Huntington Bank, a regional bank based in Ohio, is continuing its expansion in the ETF world with a brand new fund just about a month after it debuted its first product, the Huntington EcoLogical Strategy ETF (HECO - ETF report) . The new ETF will take a different approach to the market, offering up investors an active technique to U.S. sector investing with the Huntington US Equity Rotation Strategy ETF (HUSE - ETF report) .
The brand new fund looks to achieve capital appreciation levels in excess of the broad S&P Composite 1500 by over/underweighting certain industry segments of the index. In theory, the fund looks to hold bigger positions in sectors that are projected to outperform, while holding a smaller amount of assets in industries that are expected to lag the overall market (also read Three Low Beta Sector ETFs).

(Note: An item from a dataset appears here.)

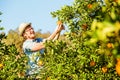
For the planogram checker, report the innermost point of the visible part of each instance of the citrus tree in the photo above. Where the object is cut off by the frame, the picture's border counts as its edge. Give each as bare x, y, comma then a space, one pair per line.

In terms of fees, the product has a net expense ratio of 95 basis points, putting it in the low end of the active ETF world. Still, the new launch looks to have light volume, at least initially, so bid ask spreads could be relatively wide for the fund in the beginning.
For holdings, the product is definitely weighted towards large caps as Apple takes the top spot at 6.2% of assets, followed by a 3% holding in Pfizer and a 2.3% allocation to ExxonMobil. The focus also looks to be on safety as well, as a number of giant caps or names in defensive industries dominate the top holdings list for HUSE at its inception (read Looking For Safety? Try These Money Market ETFs).
"We have an established team of investment experts, who continually monitor the economy, in order to identify which sectors or segments are best positioned to do well in a given market cycle or economic environment," said Randy Bateman, Huntington's chief investment officer and president of Huntington Asset Advisors in a press release. "As a result, Huntington's US Equity Rotation Strategy has the flexibility to take advantage of what we believe are the best opportunities in the domestic market today."
Huntington Bank Funds
Clearly, Huntington Bank is very serious about ramping up its exposure to the ETF world and complimenting its existing mutual fund lineup. Currently, Huntington has a variety of mutual funds including ones targeting various allocation levels, growth and income, emerging markets, and even fixed income securities (read ETFs vs. Mutual Funds).
Interestingly, the company isn’t looking to take an index-based approach to the ETF market and is instead forging ahead with a lineup of active funds. This is potentially a risky strategy as a number of active ETFs haven’t exactly seen a great deal in new assets despite outperformance or solid investment strategies.
In fact, there are roughly 50 other ‘active’ ETFs in the market today and these only account for $7.5 billion in AUM. Furthermore, the top three funds in this segment account for nearly two-thirds of this total, suggesting a very top heavy market (see more in the Zacks ETF Center).
However, many analysts expect this to be a huge growth market in the coming months and years in the ETF industry and it appears as though Huntington is taking a proactive step to establish itself in this corner of the asset management universe. If nothing else, the series of launches by the Ohio-based firm will certainly separate the company from a number of its regional banking peers who will clearly be behind the curve when it comes to exchange-traded funds.